In Jacobson’s absence, Jake Rodgers moved to right tackle, and Matt Goetz was inserted at right guard.
“That’s my job,” Goetz said. “Somebody goes down anywhere, it’s my job to step up and not lose a step anywhere. That’s just what I do. I’ve been training all week getting into it like that. You’ve got to be ready from the moment you walk on that bus to go to the hotel in Lewiston.”
Goetz declined to evaluate his own play, saying he’s only interested in wins and losses. Leach said he thought Goetz played fine, but said the offensive line, as a whole, still lacks a killer instinct.
“Our offensive line’s got to get tougher,” Leach said. “They’d be the prime example of a group that wants to relax when we’re ahead.”
They’re not the only ones. Leach chastised his team for taking its foot off the gas, so to speak, for the third consecutive week.
Leach said WSU acquires a lead and thinks “we’re going to relax. That is so contradictory and disrespectful to football and the whole quest to play football and anything that relates to a team game. I mean, it’s disgusting at every level.”
Going for it
For the second consecutive week, Leach chose to leave his offense on the field on a fourth-down play in the fourth quarter.
For the second consecutive week, it didn’t work. Quarterback Connor Halliday threw an interception on fourth-and-3 from Colorado’s 19-yard line with WSU leading by 17 points and 8:07 remaining in the game.
The interception led to a Buffaloes touchdown that sparked their comeback. But Leach had no regrets about going for it.
“We should have converted it,” Leach said. “We had wide-open space on the field. We should have thrown underneath. We should have gotten a first down. It wouldn’t have been very hard. It was easy.”
Last week against UNLV, the Cougars ran the ball on fourth-and-3 and came up short with an eight-point lead and less than a minute remaining in the game. WSU held on to that lead for a 35-27 win.
Drops don’t help
Marquess Wilson caught five passes for 99 yards and two touchdowns to move into second-place on WSU’s all-time career receiving list with 2,711 yards, and is tied for second place in career touchdowns with 22.
But he also dropped a pass in the end zone midway through the third quarter, one play before Bobby Ratliff appeared to grab a touchdown pass only to have it knocked out of his hand by a Colorado defender.
Wilson also dropped a pass in the end zone last week.
“It’s just focus,” Wilson said. “That’s the main thing about catching the ball, you’ve got to focus.

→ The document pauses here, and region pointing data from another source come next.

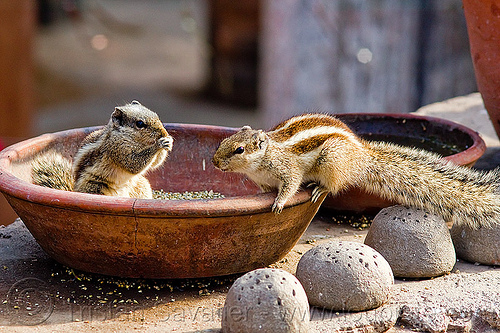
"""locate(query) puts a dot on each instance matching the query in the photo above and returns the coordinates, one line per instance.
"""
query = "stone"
(477, 245)
(266, 300)
(416, 244)
(345, 276)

Without focus you can’t catch it.”
How can he fix it?
“Just going out there and doing extra,” he said. “If that means staying after practice or getting out there early, catch jugs or have the quarterback throw to you after practice, a certain route that you need to work on or want to work on.”
True freshman running back Teondray Caldwell didn’t have many carries, but he made the most of them.
Caldwell led WSU in rushing with a team season-high 72 yards on 10 carries, and also returned three kicks for 115 yards, including a 56-yard return that set up the Cougars’ fourth-quarter field goal.
But the freshman, like the rest of his teammates selected for postgame interviews, wasn’t in the mood to discuss his own play.
“I feel like once we’ve got a lead, we want to win right away,” Caldwell said. “We’ve got to finish the game.”
Only one quarterback in WSU history has thrown the ball more times than Halliday did on Saturday.
Halliday completed 32 of 60 passes for 401 yards, four touchdowns and two interceptions. Drew Bledsoe owns the record for pass attempts in a game with 66 against Montana in 2002.